As you and your soon-to-be ex-spouse work your way through your property division proceedings, one of the more complex assets you are both going to be forced to deal with is dividing up their 401k. Contributions made to an employer-sponsored 401k account during your marriage are made with your ex-spouse’s income. Thus, just as their income is considered a marital asset, so too are those contributions (at least those made during your marriage). While you may be entitled to an equitable share of those contributions, you are also likely aware that there are tax penalties that are assessed if you withdraw funds from a 401k too early.
You can roll your share of those contributions into your own retirement account (or simply wait until your ex-spouse reaches the age of retirement to withdraw your share), yet what if you need money now? Say that your ex-spouse was the primary income earner in your home, and you know need funds to help pay for schooling so you can get the necessary skills to secure gainful employment, or to buy a new home? Can you withdraw your portion of your ex-spouse’s 401k contributions without having to pay a penalty?

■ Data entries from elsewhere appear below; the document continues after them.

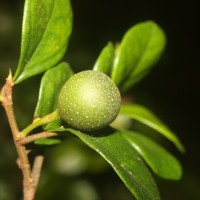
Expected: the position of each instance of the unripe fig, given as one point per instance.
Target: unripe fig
(89, 100)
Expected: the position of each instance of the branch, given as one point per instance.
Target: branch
(6, 100)
(31, 138)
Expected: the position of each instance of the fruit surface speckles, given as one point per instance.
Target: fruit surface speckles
(89, 100)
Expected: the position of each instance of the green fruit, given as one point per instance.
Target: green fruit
(89, 100)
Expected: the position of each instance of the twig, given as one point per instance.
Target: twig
(6, 99)
(31, 138)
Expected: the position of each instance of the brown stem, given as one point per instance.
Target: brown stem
(29, 187)
(31, 138)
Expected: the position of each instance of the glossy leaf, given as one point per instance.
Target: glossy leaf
(105, 60)
(145, 116)
(125, 161)
(47, 25)
(139, 50)
(161, 162)
(51, 84)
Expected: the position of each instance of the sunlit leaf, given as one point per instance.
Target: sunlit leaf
(47, 25)
(145, 116)
(51, 84)
(139, 50)
(160, 161)
(105, 60)
(125, 160)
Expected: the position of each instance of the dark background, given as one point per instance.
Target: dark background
(171, 90)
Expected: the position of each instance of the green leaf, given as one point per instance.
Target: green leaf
(47, 25)
(161, 162)
(47, 141)
(124, 159)
(51, 84)
(145, 116)
(105, 60)
(139, 50)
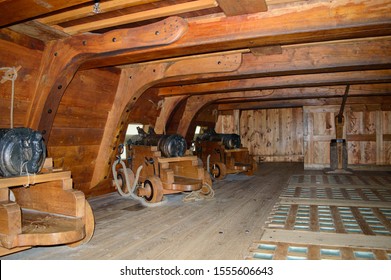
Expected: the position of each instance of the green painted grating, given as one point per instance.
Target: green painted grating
(324, 218)
(270, 250)
(359, 194)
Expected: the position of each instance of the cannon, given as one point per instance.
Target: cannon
(157, 165)
(230, 141)
(223, 154)
(173, 145)
(22, 151)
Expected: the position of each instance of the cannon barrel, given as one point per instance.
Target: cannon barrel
(230, 141)
(173, 145)
(22, 150)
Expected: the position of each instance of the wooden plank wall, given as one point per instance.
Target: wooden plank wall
(273, 135)
(79, 123)
(367, 130)
(14, 55)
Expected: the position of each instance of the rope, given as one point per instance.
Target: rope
(21, 173)
(199, 195)
(129, 188)
(11, 73)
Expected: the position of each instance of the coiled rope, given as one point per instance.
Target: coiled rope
(11, 73)
(129, 188)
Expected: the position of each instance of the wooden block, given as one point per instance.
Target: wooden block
(10, 218)
(34, 179)
(52, 198)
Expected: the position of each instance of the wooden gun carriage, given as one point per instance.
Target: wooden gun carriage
(161, 167)
(38, 206)
(222, 154)
(43, 209)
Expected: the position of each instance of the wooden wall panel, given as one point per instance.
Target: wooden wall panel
(225, 124)
(273, 134)
(79, 123)
(366, 130)
(13, 55)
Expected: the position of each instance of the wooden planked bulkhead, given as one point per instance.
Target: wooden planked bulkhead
(269, 134)
(366, 130)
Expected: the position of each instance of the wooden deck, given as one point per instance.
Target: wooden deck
(225, 227)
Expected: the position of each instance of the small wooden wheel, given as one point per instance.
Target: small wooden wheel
(153, 189)
(89, 223)
(207, 180)
(121, 178)
(218, 170)
(254, 167)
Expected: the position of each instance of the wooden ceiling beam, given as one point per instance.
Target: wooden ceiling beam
(141, 16)
(22, 10)
(274, 104)
(299, 23)
(242, 7)
(62, 58)
(87, 11)
(372, 53)
(308, 80)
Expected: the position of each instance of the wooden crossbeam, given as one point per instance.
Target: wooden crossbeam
(253, 104)
(87, 11)
(342, 19)
(17, 10)
(235, 8)
(140, 16)
(356, 77)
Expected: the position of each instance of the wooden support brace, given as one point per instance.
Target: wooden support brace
(63, 58)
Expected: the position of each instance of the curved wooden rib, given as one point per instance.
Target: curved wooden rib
(62, 59)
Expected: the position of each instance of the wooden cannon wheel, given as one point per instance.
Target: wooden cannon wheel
(218, 170)
(89, 223)
(121, 178)
(152, 191)
(254, 168)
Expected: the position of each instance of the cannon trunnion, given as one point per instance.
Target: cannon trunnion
(22, 151)
(222, 154)
(157, 165)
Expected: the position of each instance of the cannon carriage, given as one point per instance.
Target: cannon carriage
(223, 154)
(157, 165)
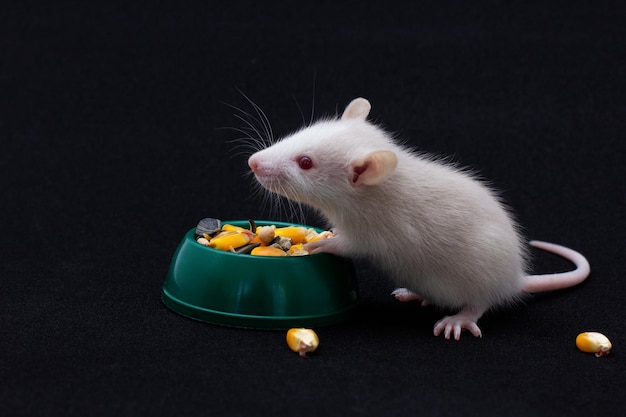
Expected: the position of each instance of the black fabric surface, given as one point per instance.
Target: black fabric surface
(114, 142)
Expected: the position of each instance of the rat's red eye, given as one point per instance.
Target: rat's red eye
(304, 162)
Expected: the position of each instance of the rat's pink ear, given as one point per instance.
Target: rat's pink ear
(374, 168)
(358, 108)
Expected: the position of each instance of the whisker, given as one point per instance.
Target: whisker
(263, 119)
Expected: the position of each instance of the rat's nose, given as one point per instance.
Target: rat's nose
(253, 163)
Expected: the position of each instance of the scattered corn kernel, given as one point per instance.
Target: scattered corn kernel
(302, 341)
(594, 342)
(297, 234)
(234, 240)
(240, 240)
(266, 234)
(267, 251)
(297, 250)
(203, 241)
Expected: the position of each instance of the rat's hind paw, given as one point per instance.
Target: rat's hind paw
(404, 295)
(453, 325)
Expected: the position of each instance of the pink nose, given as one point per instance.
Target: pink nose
(253, 164)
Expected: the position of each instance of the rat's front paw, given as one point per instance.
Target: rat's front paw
(332, 245)
(404, 295)
(464, 320)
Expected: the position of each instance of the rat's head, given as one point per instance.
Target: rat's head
(328, 160)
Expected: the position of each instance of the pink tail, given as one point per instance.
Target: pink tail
(550, 282)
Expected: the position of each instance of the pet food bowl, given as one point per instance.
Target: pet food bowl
(259, 292)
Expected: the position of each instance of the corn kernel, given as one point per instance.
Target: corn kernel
(266, 234)
(297, 250)
(594, 342)
(232, 228)
(267, 251)
(302, 341)
(226, 241)
(203, 241)
(295, 233)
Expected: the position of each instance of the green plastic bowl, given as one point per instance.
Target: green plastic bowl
(258, 292)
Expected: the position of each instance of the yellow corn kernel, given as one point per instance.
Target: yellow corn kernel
(266, 234)
(233, 240)
(295, 233)
(297, 250)
(594, 342)
(302, 341)
(267, 251)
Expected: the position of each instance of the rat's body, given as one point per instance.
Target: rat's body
(434, 229)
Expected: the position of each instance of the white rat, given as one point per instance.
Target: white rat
(439, 233)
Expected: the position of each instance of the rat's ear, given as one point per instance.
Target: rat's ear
(374, 168)
(358, 108)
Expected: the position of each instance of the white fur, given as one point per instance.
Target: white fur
(434, 229)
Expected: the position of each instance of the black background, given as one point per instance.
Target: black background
(113, 145)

According to information shared by CNBC, you can. If the court issues a qualified domestic relations order naming you as an alternate payee on your ex-spouse’s retirement account, you can remove funds without incurring the regular tax penalty (your intention to withdraw the funds now must be stated in the QDRO). You will, however, have to pay income tax on your disbursement. Plus, withdrawing the funds now costs you whatever interest they may earn in the coming years. Therefore, this is not a decision that should be made without first giving it a lot of thought.